Era la mañana del día siete. Y la luz que entraba como borrosa, como con una capa de humo, despertó a Daniel. La comida se quedó hasta pasado el mediodía en los platos perfectamente separados, la división marcada entre uno y otro lado de la mesa larga larga, como un puente cruzando toda la casa. La cabeza desnuda de Isaac se dejó ver en uno de los extremos, sentado y comiendo en silencio sin reparar en la ausencia de parientes y amigos. Daniel se levantó cuando Isaac terminó su plato, fue hacia su habitación y rezó solo, pero en voz alta para que escuchara que no le temía, que no le importaba porque no tenía de qué arrepentirse.

Mucho después de después de mediodía se terminaba el atardecer. Daniel se encontró en la boca del pasillo, largo largo también y más oscuro que el resto del departamento con sus paredes de madera negra. El pasillo que hablaba cuando se paraba frente a la fotografía y temblaba. El pasillo como otro puente entre ambos fuertes, como dos puntos conectados por una línea terriblemente larga.
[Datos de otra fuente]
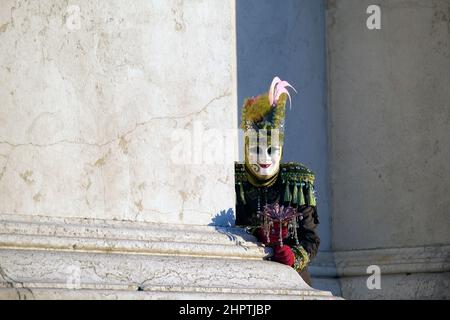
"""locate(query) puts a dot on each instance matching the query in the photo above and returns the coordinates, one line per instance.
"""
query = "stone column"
(389, 102)
(105, 190)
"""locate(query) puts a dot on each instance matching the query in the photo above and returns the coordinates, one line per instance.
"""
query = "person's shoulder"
(296, 171)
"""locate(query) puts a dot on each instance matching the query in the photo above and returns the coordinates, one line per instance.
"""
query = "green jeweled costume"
(283, 200)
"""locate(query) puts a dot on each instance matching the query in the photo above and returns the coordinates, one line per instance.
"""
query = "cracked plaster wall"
(87, 110)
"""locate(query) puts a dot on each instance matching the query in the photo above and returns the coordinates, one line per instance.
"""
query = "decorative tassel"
(301, 196)
(242, 194)
(311, 197)
(295, 194)
(287, 193)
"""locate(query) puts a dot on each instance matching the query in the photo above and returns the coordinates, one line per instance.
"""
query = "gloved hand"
(284, 255)
(274, 234)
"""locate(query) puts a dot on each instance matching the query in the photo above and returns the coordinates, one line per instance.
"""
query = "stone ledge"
(114, 260)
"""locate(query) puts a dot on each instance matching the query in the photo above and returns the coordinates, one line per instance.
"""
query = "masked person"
(274, 200)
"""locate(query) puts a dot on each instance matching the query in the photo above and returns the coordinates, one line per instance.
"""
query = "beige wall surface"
(389, 124)
(90, 94)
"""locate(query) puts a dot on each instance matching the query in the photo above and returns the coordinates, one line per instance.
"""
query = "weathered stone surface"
(89, 103)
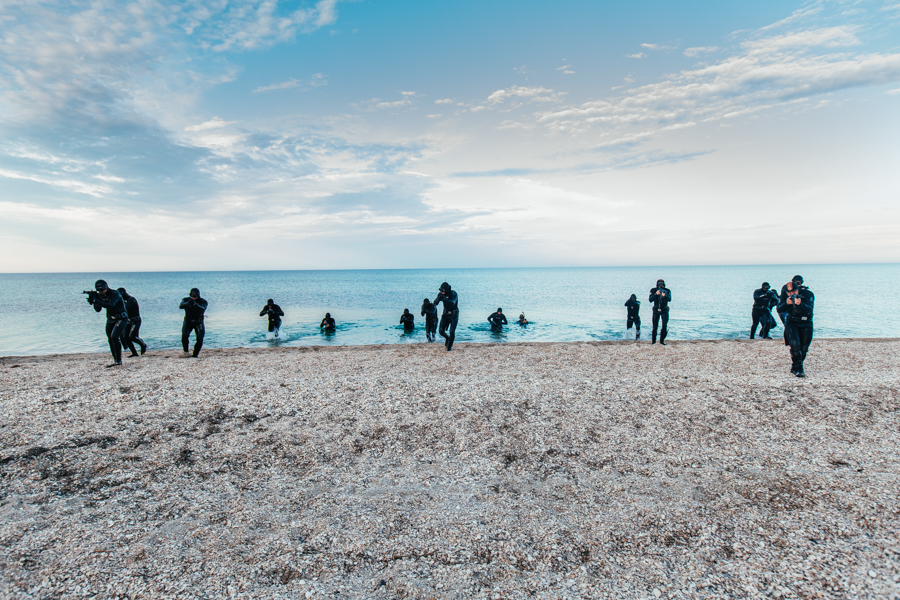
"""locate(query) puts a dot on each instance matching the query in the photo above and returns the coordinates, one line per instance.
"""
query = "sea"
(47, 314)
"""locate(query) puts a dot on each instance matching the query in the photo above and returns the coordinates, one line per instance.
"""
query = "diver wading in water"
(450, 316)
(194, 310)
(798, 303)
(429, 311)
(634, 316)
(328, 324)
(497, 320)
(763, 300)
(407, 320)
(274, 312)
(116, 316)
(660, 296)
(134, 324)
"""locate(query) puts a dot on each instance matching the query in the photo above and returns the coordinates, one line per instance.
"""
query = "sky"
(245, 135)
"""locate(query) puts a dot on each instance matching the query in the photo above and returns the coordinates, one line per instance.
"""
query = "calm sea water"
(46, 313)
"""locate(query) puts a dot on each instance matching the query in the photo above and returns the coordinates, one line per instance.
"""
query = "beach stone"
(509, 470)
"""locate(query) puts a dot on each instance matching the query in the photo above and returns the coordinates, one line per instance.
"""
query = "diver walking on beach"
(497, 320)
(407, 320)
(763, 300)
(660, 296)
(194, 310)
(798, 303)
(429, 311)
(274, 312)
(634, 316)
(116, 316)
(134, 324)
(450, 316)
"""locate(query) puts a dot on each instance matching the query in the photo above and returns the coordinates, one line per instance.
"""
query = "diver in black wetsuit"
(134, 324)
(407, 320)
(763, 300)
(634, 316)
(798, 303)
(429, 311)
(497, 320)
(116, 317)
(450, 316)
(194, 308)
(660, 296)
(274, 312)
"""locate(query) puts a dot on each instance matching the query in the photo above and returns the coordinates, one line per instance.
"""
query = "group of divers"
(794, 307)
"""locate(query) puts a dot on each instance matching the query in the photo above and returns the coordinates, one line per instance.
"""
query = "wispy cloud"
(317, 80)
(769, 71)
(531, 94)
(698, 50)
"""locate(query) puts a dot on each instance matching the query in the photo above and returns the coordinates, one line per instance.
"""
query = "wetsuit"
(116, 320)
(781, 310)
(274, 313)
(193, 321)
(634, 317)
(798, 327)
(660, 312)
(133, 328)
(429, 311)
(497, 320)
(450, 316)
(762, 316)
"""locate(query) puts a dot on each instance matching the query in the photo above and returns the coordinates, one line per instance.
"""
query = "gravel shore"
(570, 470)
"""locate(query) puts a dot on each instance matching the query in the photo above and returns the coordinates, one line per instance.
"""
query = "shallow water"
(46, 313)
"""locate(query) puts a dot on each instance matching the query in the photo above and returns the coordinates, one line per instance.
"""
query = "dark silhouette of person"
(407, 320)
(799, 303)
(116, 317)
(634, 315)
(660, 296)
(497, 320)
(134, 324)
(194, 313)
(450, 316)
(763, 300)
(429, 311)
(274, 312)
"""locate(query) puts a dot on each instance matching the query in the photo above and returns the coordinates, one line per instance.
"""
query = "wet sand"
(574, 470)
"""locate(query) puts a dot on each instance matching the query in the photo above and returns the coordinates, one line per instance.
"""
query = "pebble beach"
(701, 469)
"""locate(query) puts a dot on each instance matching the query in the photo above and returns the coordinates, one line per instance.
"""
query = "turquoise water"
(46, 313)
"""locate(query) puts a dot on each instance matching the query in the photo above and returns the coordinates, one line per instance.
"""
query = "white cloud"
(769, 71)
(214, 123)
(539, 94)
(698, 50)
(317, 80)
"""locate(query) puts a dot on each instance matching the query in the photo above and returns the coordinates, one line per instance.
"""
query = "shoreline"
(546, 470)
(169, 353)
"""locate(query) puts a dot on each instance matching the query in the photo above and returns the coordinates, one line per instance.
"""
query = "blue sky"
(296, 135)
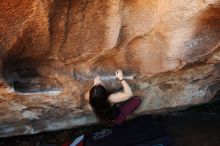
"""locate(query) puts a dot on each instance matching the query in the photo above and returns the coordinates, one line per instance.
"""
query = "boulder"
(50, 52)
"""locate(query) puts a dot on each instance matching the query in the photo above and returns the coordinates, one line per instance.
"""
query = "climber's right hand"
(119, 74)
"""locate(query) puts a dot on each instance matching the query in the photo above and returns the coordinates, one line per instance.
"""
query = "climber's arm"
(121, 96)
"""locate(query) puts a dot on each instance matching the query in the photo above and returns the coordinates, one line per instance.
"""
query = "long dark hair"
(98, 99)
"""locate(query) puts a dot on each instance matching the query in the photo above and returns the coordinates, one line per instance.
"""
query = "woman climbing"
(105, 104)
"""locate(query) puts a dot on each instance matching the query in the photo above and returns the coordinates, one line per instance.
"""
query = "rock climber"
(112, 107)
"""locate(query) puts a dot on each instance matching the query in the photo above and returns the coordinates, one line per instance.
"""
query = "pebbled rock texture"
(51, 50)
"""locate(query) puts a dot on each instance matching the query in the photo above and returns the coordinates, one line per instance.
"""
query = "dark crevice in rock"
(22, 75)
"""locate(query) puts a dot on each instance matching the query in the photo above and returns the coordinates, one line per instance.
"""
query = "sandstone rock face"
(50, 51)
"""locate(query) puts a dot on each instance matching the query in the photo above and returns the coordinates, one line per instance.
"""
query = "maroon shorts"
(127, 108)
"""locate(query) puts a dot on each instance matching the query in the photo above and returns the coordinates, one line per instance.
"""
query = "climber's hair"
(98, 100)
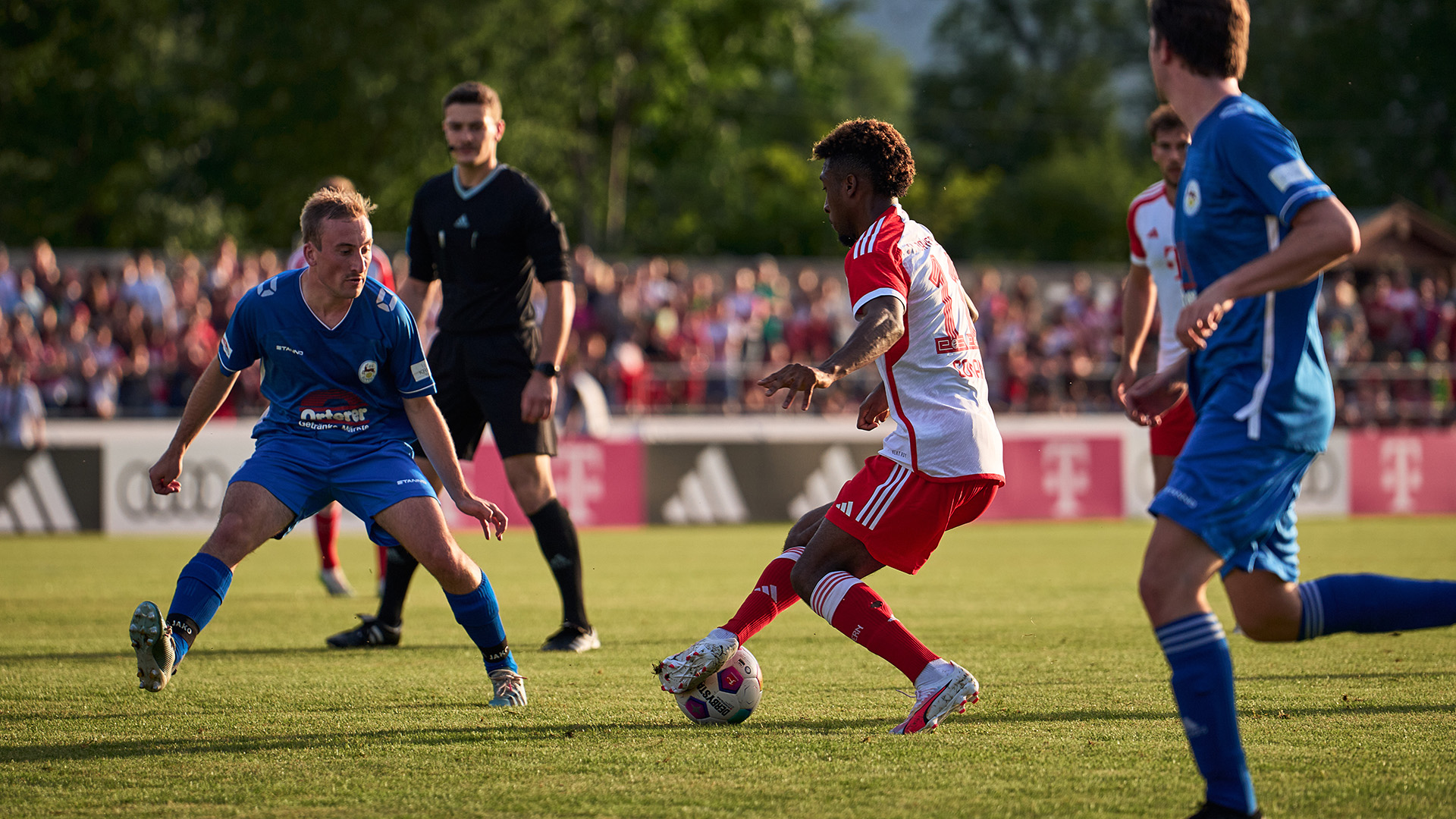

Y cuando es temible es espantosa y no de adjetivo, sino de espanto, del terror que ahora tenía Daniel de encontrarse a Isaac con ojos de cordero degollado esperándolo con su silencio y los ojos que eran idénticos a los de Abraham pero más hostiles, pero más vivos. Del otro lado Isaac, clavado a la silla también de madera negra, se quedó viendo el espejo cubierto. Ya no tenía miedo, sabía que los momentos especiales habían desaparecido desde Daniel y su regreso, después las salidas de uno dos tres cuatro días con el hermano, llamadas a medianoche y a mediodía. Daniel era el mayor, mucho más. Diez años. Se encerraban en el baño y cuando Isaac iba a bañarse encontraba latas vacías aplastadas por un lado y un olor medio dulce medio seco. Abraham se convirtió en una extensión del otro, tan ridículo y frágil. Entonces el primogénito se volvió a ir.

Daniel escuchó el portazo brusco. Por fin se atrevió a caminar a través del pasillo, a seguir el ruido que indicaba movimiento: Isaac ya no estaba.